Lavatrici che si rompono troppo presto e che non conviene o è impossibile riparare; smartphone con sistemi operativi impossibili da aggiornare dopo un anno. Si chiama “obsolescenza programmata” e scatena i reclami dei consumatori delusi da dispositivi elettronici che si usurano e cessano di funzionare troppo presto perché mal costruiti e difficili da riparare.
Qualche dato. La produzione di rifiuti da apparecchiature elettriche ed elettroniche (per capirci, dal frigorifero al cellulare, i cosiddetti Raee) è aumentata negli ultimi decenni con una crescita del 3-5% all’anno e si stima che raggiungerà le 12 milioni di tonnellate entro il 2020.
Secondo Altroconsumo, le problematiche più frequenti che vengono riscontrate ad esempio in uno smartphone sono: batteria, touchscreen e caricatore; nei televisori sono telecomando, schermi e connettori; nei pc ancora una volta sono le batterie a non funzionare al meglio, seguite da hard disk e alimentatori.
Contro il fenomeno, che comporta elevati costi per l’ambiente, l’economia e le tasche dei consumatori, Altroconsumo e le organizzazioni di consumatori di Spagna, Belgio e Portogallo, lanciano il progetto Prompt (Premature Obsolescence multi-stakeholder product testing programme) con una piattaforma online (https://www.altroconsumo.it/obsolescenza-programmata) dove è possibile segnalare casi di questo tipo, inserendo dati e caratteristiche del prodotto malfunzionante: più alto sarà il numero di segnalazioni, maggiore sarà la forza delle azioni che saranno intraprese per tutelare i consumatori da questa pratica.

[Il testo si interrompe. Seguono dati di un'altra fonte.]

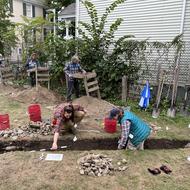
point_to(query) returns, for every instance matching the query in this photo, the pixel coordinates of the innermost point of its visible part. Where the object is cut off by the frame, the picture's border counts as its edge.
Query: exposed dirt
(42, 96)
(88, 144)
(97, 110)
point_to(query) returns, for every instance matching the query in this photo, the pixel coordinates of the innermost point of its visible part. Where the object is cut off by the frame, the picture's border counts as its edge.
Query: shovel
(172, 110)
(156, 110)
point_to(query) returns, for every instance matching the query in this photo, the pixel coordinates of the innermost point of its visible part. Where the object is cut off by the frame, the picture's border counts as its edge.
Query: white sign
(54, 157)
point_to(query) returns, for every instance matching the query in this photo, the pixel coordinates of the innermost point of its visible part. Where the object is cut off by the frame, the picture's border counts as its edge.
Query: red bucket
(110, 125)
(34, 112)
(4, 122)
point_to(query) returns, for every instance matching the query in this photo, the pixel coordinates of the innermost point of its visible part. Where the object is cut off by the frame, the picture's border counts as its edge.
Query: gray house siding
(185, 60)
(155, 20)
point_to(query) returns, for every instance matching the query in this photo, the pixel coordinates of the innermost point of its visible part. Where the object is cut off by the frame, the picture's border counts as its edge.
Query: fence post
(124, 88)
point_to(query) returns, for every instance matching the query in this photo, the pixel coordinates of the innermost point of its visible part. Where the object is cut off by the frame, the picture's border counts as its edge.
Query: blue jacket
(139, 129)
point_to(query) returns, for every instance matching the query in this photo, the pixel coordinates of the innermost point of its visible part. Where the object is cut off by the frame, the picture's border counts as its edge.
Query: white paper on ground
(63, 146)
(54, 157)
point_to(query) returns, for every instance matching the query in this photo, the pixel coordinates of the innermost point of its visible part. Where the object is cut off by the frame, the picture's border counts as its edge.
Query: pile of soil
(95, 107)
(42, 95)
(6, 89)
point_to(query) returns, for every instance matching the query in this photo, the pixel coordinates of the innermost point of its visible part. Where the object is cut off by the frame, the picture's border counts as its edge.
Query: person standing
(73, 84)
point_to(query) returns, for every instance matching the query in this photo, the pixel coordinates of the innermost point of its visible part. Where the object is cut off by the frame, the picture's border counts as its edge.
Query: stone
(15, 138)
(5, 135)
(9, 148)
(124, 161)
(82, 172)
(119, 163)
(187, 145)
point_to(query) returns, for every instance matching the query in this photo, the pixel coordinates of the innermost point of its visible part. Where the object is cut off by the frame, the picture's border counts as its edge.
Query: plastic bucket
(34, 112)
(4, 122)
(110, 125)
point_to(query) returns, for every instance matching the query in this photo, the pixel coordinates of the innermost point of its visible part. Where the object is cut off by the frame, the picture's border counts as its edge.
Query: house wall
(185, 60)
(155, 20)
(18, 13)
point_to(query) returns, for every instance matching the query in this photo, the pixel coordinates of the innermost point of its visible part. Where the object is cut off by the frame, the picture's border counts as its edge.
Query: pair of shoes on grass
(157, 171)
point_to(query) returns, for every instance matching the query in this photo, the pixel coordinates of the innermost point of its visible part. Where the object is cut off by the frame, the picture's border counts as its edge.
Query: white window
(28, 10)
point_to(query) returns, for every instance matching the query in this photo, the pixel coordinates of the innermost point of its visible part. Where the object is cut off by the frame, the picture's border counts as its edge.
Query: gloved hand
(120, 147)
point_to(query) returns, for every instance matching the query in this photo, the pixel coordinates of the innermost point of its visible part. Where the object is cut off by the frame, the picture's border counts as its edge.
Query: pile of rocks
(33, 129)
(97, 165)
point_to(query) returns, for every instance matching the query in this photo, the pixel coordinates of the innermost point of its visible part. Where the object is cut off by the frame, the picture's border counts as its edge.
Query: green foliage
(59, 3)
(95, 46)
(7, 34)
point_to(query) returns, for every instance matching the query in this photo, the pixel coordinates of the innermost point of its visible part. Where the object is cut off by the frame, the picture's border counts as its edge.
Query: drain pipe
(77, 5)
(76, 18)
(183, 16)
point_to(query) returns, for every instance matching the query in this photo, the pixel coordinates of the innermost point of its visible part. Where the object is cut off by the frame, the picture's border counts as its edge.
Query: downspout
(183, 16)
(77, 23)
(177, 68)
(76, 18)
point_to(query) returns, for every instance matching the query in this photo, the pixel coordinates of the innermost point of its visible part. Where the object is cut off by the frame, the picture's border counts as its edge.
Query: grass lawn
(24, 170)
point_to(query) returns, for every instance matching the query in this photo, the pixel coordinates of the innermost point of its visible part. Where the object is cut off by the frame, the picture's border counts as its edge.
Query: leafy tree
(58, 4)
(7, 33)
(95, 46)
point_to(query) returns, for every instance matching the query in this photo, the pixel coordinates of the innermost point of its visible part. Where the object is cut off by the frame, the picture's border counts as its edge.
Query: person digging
(134, 131)
(66, 116)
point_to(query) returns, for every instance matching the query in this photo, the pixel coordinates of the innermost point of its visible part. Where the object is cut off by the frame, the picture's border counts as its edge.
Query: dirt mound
(5, 89)
(94, 106)
(42, 95)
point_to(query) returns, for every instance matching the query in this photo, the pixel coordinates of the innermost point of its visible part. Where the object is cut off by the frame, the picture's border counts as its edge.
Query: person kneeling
(134, 131)
(66, 116)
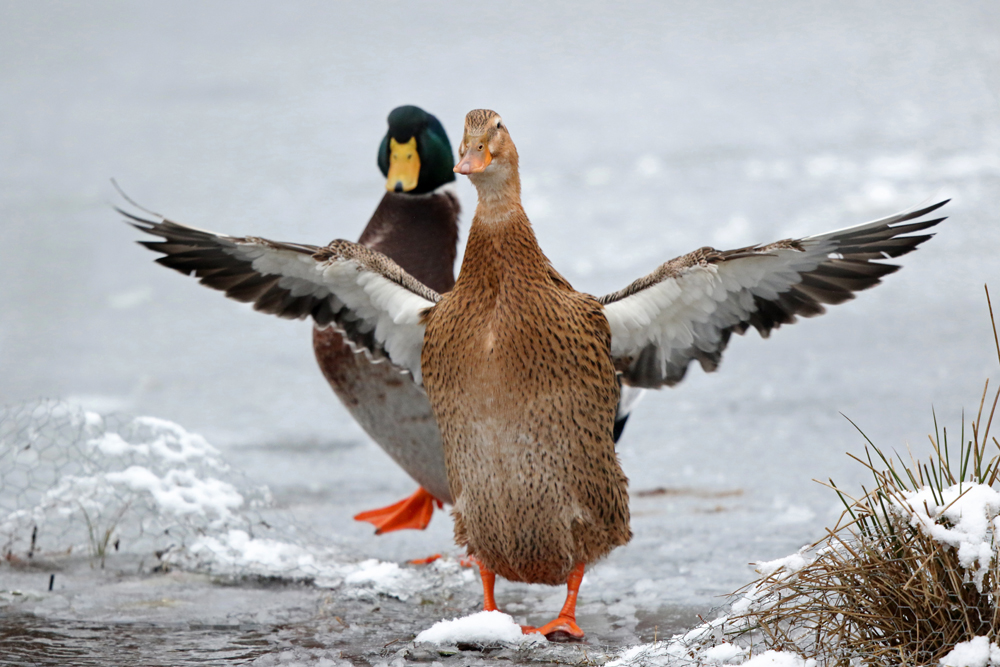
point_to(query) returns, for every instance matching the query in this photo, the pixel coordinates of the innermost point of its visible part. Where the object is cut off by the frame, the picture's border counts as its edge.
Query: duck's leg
(566, 621)
(489, 581)
(414, 512)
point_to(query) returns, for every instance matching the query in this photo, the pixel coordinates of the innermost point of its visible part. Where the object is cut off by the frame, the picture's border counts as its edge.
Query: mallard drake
(416, 224)
(522, 372)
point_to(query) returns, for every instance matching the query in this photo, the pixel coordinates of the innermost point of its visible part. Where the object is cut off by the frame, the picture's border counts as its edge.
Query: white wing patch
(688, 308)
(365, 295)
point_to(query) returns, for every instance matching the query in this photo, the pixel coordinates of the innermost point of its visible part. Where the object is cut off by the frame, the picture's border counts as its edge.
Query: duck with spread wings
(522, 371)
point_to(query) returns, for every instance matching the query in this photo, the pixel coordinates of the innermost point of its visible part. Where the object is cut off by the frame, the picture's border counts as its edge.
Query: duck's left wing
(369, 298)
(689, 307)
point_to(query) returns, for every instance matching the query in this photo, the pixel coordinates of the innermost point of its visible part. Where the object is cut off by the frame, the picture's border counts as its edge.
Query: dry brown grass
(879, 590)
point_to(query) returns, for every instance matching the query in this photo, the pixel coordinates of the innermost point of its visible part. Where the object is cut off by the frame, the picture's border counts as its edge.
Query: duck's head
(487, 154)
(415, 155)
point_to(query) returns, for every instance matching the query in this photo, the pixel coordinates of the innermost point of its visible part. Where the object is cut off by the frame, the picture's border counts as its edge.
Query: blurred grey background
(645, 130)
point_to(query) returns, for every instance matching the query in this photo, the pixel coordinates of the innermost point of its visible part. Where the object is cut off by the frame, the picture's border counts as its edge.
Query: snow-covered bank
(75, 482)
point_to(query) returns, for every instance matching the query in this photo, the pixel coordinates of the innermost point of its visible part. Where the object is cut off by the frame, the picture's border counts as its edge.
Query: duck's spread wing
(364, 294)
(689, 307)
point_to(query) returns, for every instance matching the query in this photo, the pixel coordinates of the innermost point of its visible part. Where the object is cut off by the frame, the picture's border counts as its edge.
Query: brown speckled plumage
(517, 367)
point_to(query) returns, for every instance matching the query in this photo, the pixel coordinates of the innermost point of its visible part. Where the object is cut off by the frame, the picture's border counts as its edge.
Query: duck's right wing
(362, 293)
(689, 307)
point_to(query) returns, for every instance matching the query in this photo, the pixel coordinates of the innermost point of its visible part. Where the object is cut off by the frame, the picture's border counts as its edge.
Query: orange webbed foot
(563, 629)
(414, 512)
(425, 561)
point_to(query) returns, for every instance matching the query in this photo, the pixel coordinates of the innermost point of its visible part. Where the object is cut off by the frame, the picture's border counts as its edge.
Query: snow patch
(967, 520)
(485, 627)
(977, 652)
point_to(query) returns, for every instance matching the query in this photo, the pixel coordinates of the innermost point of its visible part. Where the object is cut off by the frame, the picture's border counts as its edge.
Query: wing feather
(689, 307)
(364, 294)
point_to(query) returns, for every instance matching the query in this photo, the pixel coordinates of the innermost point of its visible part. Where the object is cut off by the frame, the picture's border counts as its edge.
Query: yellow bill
(404, 166)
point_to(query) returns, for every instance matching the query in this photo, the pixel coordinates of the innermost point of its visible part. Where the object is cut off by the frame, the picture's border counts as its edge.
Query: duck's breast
(525, 394)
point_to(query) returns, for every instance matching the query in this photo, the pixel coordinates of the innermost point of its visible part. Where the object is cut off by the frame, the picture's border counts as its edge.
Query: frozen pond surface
(643, 135)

Un’azione europea. L’obiettivo del progetto Prompt è proprio quello di sviluppare un programma di test indipendenti per valutare la longevità dei prodotti elettronici. Diversi membri del Beuc, la federazione europea di organizzazioni di consumatori, hanno aderito all’iniziativa che, oltre a stimolare i produttori, servirà anche a incentivare i consumatori ad utilizzare più a lungo i prodotti, a ripararli e ad accettare anche prodotti di seconda mano. I risultati dei test andranno anche a delineare i prodotti migliori per ciascuna categoria considerata.
La Direttiva dell’Unione Europea. Recentemente la Commissione ha adottato nuove regole per incoraggiare i produttori a progettare prodotti pensando alla rigenerazione, al recupero e al riciclo. E’ recente anche il nuovo regolamento Ecodesign adottato dalla Commissione europea, emanato proprio come misura per sostenere la riparabilità e la riciclabilità dei prodotti.
Il pacchetto prevede una regolamentazione che rende obbligatorio mantenere sul mercato per almeno 7 anni alcuni pezzi di ricambio. Le 10 categorie di strumenti tecnologici coinvolti sono: frigoriferi, lavatrici, lavastoviglie, display elettronici (televisori inclusi), motori elettrici, trasformatori, alimentatori, impianti di illuminazione, frigoriferi con funzioni di vendita e attrezzature per saldatura. Un provvedimento che contribuirà agli obiettivi di economia circolare, migliorando la durata della vita, la manutenzione e il riutilizzo degli apparecchi e al tempo stesso alleggerirà le spese delle famiglie.